We have — plenty of times — heard of people who “don’t want to get involved,” and that attitude is to the detriment of our society. I want people to “get involved” if they see me or my family being held at gunpoint! Don’t you?
Thus, if society starts pressuring us to move in that direction, common sense demands that we speak out against it. It’s self destructive. It’s uncivilized. It’s irrational. It is wrong.
When this story was featured on its 10-year anniversary, not a lot had changed when it comes to zero tolerance graduating from schools into the real world. But I heard back from Jay in England! He writes:
I don’t want to discuss the story again, thankfully, but I would like you to know that I wish to distance myself from the comments made by my 20-year-old self in 2001. I was an idiot. I really really wish I hadn’t read the whole thing again again this morning, including the comments.
While there are no doubt intelligent debates to be had somewhere, some other time, in a more suitable forum, about issues such as gun control and capital punishment and everything else, the story was not about these things. Nor did I did enter any intelligent comments — my comments were just plain stupid and failed to grasp the point.

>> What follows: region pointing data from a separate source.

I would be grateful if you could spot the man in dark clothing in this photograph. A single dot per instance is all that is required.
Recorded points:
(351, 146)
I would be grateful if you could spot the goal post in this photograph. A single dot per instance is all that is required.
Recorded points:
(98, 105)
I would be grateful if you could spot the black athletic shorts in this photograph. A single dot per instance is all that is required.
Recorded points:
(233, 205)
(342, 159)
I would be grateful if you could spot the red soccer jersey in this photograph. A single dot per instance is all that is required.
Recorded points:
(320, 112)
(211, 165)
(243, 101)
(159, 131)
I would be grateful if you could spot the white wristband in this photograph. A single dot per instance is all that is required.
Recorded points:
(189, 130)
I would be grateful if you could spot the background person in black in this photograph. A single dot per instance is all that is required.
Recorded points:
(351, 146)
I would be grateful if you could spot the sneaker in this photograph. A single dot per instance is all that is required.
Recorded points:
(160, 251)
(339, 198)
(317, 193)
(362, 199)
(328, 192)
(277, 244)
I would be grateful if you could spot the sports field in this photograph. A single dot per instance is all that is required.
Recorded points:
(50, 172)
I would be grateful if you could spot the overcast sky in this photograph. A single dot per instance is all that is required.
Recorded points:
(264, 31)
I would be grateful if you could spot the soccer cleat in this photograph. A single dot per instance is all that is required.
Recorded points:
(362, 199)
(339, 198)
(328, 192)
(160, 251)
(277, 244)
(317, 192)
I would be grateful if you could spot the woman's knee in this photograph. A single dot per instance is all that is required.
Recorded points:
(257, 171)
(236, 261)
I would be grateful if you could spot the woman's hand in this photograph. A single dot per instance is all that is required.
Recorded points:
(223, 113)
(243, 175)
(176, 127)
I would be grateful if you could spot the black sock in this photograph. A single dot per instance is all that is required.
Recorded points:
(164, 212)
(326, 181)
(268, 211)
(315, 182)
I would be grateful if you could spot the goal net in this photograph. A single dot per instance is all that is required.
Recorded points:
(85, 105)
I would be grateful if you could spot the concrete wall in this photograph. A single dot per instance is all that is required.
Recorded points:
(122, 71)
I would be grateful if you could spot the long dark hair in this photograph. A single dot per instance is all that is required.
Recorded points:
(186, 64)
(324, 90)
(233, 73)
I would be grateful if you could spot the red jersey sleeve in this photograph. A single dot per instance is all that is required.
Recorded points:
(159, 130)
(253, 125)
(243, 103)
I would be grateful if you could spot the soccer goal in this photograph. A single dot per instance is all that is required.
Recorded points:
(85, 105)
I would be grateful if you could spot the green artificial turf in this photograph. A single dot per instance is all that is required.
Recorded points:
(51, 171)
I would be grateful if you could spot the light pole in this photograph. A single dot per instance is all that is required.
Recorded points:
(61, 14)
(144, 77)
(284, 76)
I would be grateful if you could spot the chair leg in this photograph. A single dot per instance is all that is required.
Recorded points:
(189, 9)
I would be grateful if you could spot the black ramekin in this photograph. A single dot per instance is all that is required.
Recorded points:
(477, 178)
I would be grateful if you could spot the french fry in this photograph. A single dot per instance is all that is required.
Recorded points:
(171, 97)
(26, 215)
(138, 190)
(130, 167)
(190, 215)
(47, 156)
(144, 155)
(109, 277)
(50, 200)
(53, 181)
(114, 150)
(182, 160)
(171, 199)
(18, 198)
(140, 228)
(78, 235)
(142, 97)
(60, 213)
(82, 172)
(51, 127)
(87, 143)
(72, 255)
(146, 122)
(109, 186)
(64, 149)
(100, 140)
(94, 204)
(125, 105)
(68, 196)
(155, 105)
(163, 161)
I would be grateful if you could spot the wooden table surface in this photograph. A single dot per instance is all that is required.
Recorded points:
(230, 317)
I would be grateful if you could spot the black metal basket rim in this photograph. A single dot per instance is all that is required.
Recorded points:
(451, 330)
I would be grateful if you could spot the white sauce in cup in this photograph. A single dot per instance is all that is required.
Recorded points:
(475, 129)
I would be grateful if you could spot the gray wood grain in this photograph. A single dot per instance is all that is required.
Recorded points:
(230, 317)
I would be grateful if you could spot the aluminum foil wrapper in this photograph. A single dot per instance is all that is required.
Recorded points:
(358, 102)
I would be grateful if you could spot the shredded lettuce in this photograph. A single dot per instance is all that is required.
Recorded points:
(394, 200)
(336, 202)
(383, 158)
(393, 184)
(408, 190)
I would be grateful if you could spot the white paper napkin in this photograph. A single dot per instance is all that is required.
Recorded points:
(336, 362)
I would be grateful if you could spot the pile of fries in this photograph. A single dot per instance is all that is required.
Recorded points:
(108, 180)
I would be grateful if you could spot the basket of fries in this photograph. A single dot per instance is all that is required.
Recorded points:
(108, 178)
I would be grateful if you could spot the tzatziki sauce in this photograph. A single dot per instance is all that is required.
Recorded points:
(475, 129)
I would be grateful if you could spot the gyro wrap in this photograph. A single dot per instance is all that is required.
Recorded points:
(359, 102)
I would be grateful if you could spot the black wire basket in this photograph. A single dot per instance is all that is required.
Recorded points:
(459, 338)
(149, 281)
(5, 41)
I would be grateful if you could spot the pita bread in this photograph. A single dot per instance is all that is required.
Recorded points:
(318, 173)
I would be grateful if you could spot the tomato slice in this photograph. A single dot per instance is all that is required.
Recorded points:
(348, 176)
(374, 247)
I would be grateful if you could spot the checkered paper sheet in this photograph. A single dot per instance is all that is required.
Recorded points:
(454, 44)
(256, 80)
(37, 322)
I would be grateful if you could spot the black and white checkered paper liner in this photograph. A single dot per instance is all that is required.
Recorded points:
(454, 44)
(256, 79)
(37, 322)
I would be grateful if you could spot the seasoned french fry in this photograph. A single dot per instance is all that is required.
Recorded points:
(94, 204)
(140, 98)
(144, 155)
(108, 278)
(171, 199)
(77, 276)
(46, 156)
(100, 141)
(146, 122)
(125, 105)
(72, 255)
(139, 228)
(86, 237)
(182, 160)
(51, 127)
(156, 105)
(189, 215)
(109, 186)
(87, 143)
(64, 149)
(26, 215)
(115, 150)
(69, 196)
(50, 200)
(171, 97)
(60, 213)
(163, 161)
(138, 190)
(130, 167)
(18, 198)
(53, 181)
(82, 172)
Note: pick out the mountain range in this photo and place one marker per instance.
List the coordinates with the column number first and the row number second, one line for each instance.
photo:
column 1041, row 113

I just wanted to tell you what I should have said at the time: what was I thinking, of course I was wrong, my comments were stupid. Although I would like people to distinguish between stupid comments and comments made by a stupid person. I appreciate that you were kind enough to see me as misguided.
As we’ve seen over the years, many people I argue with stomp away mad, unsubscribing in protest. A select few — the brave ones — stay on, continue to read, and (most importantly) start to think about their positions.
With this note, Jay has justified my faith in him. He proved the important difference between “stupid comments and comments made by a stupid person.” This is not to say I’m always right, of course; sometimes I’m the one to rethink things and admit, in public, I was wrong. (Example.)
Growth happens, and follow-up letters like this help me know it’s worth it to spend the energy to get people to think. Thanks, Jay!